Looking a little further back, Anatomía de un instante (Mondadori) by Javier Cercas is one of those essay/fiction books that is so linked to a real – and brutal – event that it not only managed to hypnotise Spanish readers at the time of its well-publicised launch many months ago, but still manages to do so now. The recent commemorations of the 30th anniversary of the attempted coup d’état by a group of military officers, on 23 February 1981 (the real pretext for this work of literary pseudo-fiction), has helped to maintain interest in Cercas’s book.
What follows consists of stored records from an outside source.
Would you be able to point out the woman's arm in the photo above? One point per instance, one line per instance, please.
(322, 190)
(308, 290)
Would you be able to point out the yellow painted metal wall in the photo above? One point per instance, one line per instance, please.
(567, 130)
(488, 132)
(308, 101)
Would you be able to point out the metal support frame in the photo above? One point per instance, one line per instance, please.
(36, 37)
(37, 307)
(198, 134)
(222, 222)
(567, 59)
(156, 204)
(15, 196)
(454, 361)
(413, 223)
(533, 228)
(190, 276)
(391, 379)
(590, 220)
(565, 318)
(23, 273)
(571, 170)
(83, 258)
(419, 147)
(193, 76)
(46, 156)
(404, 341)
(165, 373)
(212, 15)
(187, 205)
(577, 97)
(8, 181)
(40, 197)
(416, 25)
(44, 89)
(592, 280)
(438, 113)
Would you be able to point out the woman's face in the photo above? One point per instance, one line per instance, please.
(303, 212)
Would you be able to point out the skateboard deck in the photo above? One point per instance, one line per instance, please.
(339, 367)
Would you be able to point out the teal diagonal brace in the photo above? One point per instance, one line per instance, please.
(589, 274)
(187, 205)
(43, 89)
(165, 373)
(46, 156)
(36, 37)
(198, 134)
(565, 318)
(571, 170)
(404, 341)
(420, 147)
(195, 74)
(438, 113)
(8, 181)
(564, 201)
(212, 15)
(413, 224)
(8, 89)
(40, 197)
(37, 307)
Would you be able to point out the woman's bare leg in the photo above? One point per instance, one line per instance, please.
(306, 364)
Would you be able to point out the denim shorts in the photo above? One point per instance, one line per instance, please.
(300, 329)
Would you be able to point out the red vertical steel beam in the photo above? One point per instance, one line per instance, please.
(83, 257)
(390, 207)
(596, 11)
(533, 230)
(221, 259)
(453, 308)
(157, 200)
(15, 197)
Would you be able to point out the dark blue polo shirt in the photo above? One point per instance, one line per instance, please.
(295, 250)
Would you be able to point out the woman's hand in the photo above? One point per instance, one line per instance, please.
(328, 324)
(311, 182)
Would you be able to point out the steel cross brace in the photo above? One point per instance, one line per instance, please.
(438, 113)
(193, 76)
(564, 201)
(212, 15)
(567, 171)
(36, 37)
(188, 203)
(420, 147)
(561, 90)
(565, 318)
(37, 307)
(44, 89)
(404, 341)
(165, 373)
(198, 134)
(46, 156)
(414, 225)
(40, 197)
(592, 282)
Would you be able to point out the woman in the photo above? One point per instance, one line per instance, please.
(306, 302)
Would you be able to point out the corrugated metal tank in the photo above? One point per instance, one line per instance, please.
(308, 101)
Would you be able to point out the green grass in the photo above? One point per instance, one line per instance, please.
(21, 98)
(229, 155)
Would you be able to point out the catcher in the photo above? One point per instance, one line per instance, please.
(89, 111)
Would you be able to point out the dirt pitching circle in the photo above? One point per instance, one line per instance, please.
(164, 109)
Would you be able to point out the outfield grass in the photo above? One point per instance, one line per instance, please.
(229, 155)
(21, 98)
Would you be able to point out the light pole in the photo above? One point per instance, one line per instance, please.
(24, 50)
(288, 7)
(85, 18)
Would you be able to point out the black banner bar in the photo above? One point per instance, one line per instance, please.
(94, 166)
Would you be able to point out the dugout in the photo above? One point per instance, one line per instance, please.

Also, funny to see that Bolano’s Nazi Literature in the Americas–another book we covered a while back–was apparently “rescued” (from oblivion?), whatever that means:
Roberto Bolaño, one of the most popular authors in Spain, although he was Chilean, is another strong presence just now, thanks to Anagrama having rescued his book La literatura nazi en América.
Of course, the big book on everybody’s radar in Spain is the new Javier Marias, Los enamoramientos. Or, well, almost everybody’s. Our Madrid editor tells me that Marias has won himself few friends among the younger generation of authors in Spain, whom, it seems, Marias tends to go out of his way to insult.